TSCA’s requirements for reliance on “best available, peer reviewed science” as well as weight of the evidence consideration could make IRIS evaluations more meaningful.  In addition, as part of a formal regulatory program, chemical assessments would hopefully be more transparent.

Like IRIS, EPA’s Safer Choice program (formerly called “Design for the Environment”) is a non-regulatory program that has public policy and marketplace impacts. The program calls on companies to eliminate certain chemicals from their products voluntarily, largely based on hazard rather than actual risk. Yet “hazard” simply represents the potential for danger given specific circumstances and/or exposures. For example, water is hazardous because excessive consumption can produce fatal “water intoxification” or hyponatraemia.  But we don’t need to ban or “voluntarily” phase out water.

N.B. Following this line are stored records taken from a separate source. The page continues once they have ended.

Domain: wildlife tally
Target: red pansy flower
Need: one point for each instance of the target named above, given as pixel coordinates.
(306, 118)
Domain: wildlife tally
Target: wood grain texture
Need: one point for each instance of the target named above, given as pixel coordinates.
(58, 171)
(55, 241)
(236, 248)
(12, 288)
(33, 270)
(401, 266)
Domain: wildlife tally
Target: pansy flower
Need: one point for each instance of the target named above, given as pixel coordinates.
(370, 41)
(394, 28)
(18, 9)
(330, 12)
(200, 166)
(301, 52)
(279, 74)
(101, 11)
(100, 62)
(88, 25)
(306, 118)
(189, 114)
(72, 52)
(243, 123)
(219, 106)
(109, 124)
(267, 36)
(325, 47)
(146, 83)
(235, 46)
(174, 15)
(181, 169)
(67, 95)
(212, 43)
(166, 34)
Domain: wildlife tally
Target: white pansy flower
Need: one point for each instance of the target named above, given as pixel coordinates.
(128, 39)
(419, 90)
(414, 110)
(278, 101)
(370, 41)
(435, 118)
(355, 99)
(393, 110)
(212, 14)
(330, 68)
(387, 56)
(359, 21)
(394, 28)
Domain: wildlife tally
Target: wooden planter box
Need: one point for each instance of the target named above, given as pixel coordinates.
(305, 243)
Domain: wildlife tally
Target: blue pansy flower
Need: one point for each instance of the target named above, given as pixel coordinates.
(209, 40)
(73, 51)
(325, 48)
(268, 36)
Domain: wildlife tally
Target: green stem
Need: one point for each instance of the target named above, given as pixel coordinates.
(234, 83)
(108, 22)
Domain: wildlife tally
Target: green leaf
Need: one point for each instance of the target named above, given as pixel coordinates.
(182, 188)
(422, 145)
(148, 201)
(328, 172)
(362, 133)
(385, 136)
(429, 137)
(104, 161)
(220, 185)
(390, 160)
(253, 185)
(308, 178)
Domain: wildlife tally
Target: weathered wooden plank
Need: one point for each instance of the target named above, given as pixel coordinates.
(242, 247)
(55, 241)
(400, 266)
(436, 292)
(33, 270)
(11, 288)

Accordingly, Safer Choice is forcing product reformulations without justification, and many useful products may be eliminated from the market.  For example, EPA has used this program to force certain flame retardant chemicals from the marketplace, without much regard for the fact that replacements may not work as well.  The end result may well be increased fire risks and needless loss of life and property.

Safer Choice is not only and duplicative of other programs, it has adverse and potentially dangerous market impacts.  Congress can, and should, defund the program with an appropriations line item that prohibits EPA spending on the Safer Choice program.